Best Battle System
Combat in the Tales series doesn't change greatly from iteration to iteration, but RPGamer sees no need to fix what isn't broken; we still consider them among the best action-RPG battle systems out there. Tales of Xillia, the latest series entry to grace Western shores, is no different. While the core of the system remains true to the series formula, the wheels and cogs that make it spin take the best elements from previous games, such as the CP system from Graces F and the Free Run system from Abyss. The result is battles that are faster than Symphonia, more engaging than Graces F, and smoother than Vesperia.
Other additions make Xillia's combat system even more interesting, the most notable of which is the introduction of the link system. By joining up with another character, players can surround and focus attacks on a single target, and even combine skills into new, more powerful ones. Every character also has a special ability that only triggers when linked — one character might steal items from enemies if they were knocked over first, while another might pick his partner up off the ground if they were knocked over themselves. Amazingly, combat never feels overcomplicated, despite all the mechanics at play. For these reasons, Tales of Xillia is RPGamer's best battle system of 2013.

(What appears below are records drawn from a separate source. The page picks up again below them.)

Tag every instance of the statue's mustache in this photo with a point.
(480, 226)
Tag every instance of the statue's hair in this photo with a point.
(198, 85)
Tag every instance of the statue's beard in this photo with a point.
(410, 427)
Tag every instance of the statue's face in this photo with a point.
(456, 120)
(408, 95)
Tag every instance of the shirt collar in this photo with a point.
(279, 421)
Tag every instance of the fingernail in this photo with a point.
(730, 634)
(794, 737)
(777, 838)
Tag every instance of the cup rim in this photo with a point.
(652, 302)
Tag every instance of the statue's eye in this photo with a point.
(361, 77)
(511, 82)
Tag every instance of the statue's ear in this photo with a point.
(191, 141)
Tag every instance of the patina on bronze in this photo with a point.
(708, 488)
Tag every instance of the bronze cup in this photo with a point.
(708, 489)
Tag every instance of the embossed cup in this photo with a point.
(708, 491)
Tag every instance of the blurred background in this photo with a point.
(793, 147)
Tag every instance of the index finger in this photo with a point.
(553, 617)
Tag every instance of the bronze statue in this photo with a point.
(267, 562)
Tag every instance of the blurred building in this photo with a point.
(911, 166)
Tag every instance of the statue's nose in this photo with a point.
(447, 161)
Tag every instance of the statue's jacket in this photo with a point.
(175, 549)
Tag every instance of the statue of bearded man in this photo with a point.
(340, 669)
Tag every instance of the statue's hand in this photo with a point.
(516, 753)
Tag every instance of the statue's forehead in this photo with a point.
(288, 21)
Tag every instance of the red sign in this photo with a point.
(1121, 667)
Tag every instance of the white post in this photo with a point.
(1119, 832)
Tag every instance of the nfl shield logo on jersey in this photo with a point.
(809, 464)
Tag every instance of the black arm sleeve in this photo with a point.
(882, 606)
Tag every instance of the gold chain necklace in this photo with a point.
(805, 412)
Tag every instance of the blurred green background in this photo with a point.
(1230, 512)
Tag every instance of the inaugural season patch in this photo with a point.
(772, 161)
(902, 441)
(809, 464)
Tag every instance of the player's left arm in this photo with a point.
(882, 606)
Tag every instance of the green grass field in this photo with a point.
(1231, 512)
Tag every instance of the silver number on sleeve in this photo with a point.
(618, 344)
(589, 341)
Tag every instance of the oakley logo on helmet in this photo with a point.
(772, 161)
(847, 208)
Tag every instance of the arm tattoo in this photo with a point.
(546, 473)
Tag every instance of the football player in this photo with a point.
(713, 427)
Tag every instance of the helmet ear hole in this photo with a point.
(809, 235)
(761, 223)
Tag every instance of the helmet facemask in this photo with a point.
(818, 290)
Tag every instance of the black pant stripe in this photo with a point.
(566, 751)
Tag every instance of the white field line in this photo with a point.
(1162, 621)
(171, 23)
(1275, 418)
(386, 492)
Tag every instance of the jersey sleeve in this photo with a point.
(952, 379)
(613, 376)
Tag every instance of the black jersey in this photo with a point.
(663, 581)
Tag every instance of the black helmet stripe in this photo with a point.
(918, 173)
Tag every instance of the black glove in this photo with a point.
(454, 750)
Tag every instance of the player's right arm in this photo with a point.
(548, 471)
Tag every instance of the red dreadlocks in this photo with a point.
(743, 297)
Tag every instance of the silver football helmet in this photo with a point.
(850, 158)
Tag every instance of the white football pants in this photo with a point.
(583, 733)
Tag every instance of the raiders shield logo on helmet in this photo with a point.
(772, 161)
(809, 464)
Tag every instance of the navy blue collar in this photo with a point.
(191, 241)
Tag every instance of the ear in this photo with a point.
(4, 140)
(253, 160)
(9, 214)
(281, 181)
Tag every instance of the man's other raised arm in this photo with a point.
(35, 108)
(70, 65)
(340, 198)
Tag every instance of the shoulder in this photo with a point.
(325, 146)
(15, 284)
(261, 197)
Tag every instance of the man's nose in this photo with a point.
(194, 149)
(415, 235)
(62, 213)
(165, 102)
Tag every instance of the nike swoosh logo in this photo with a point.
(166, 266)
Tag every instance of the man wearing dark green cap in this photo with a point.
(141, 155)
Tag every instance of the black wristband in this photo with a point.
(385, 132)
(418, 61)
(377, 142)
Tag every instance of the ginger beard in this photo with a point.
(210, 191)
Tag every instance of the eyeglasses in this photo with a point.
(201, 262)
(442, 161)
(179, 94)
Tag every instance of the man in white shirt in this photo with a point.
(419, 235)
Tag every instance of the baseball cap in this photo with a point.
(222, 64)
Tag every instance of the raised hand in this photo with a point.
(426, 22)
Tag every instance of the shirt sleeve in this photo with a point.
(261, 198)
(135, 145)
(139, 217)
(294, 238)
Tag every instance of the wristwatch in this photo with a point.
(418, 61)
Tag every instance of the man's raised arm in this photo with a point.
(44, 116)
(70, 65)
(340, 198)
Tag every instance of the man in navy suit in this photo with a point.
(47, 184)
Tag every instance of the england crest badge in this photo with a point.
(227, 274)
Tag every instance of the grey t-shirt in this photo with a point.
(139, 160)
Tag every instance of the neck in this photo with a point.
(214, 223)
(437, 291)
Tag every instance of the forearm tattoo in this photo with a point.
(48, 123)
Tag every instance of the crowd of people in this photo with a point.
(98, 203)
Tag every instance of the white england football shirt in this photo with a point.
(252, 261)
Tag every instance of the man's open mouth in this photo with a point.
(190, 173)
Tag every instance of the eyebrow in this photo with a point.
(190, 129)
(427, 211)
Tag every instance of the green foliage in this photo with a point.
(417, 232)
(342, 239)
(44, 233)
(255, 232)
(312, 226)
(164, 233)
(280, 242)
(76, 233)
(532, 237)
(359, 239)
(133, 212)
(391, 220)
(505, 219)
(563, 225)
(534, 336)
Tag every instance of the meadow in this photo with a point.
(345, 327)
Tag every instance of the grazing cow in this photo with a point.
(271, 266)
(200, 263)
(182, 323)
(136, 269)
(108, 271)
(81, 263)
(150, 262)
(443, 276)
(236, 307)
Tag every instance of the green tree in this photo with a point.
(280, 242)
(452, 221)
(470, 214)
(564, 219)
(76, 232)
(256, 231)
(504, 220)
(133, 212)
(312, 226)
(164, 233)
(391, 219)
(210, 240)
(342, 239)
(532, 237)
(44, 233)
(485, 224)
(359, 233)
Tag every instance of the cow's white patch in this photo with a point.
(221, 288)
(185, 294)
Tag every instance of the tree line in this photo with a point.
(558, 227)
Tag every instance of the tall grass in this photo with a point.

In a way, all Fire Emblem: Awakening does is use the combat engine seen in the dozen earlier games of the series with a little refinement. The weapon triangle, critical attacks, breakable armaments, and support benefits from being next to other characters has all been seen before, along with the speed at which individual encounters progress. What Awakening adds to the mix is a level of user-friendliness not seen in the series before, and a cinematic feel to the combat animations that makes it more exciting to see them play out.
Having neighboring characters actively participate in the engagements instead of just lending extra stat bonuses makes a big difference in the way they play out as well as the way we view them. The speed with which events occur is intact, and all the intricacies of weapon relationships have stayed the same, but Intelligent Systems polished everything to minimize confusion and the time expended on menu details. The developer was facing the possibility of this being the end of the series, and responded by putting everything it could into the mix. The result appealed to veterans and newcomers to the Fire Emblem series alike.
The Ys series is known for its quality action combat system, and Ys: Memories of Celceta does not disappoint in that area. Like Ys Seven, Celceta allows the player to switch freely between three party members in combat, and the game does a great job of making each character's weapon feel unique.
The game does an impressive job keeping combat fast and furious while also elegantly complex. Regular, special, and ultimate attacks build up into each other, creating a nice rhythm. At the same time, defensive moves are vitally important, and pulling them off properly gives the player an advantage in battle. With a brisk hack 'n' slash world and a selection of excellent boss fights, Memories of Celceta's excellent monster-fighting fun was one of our favorites this year.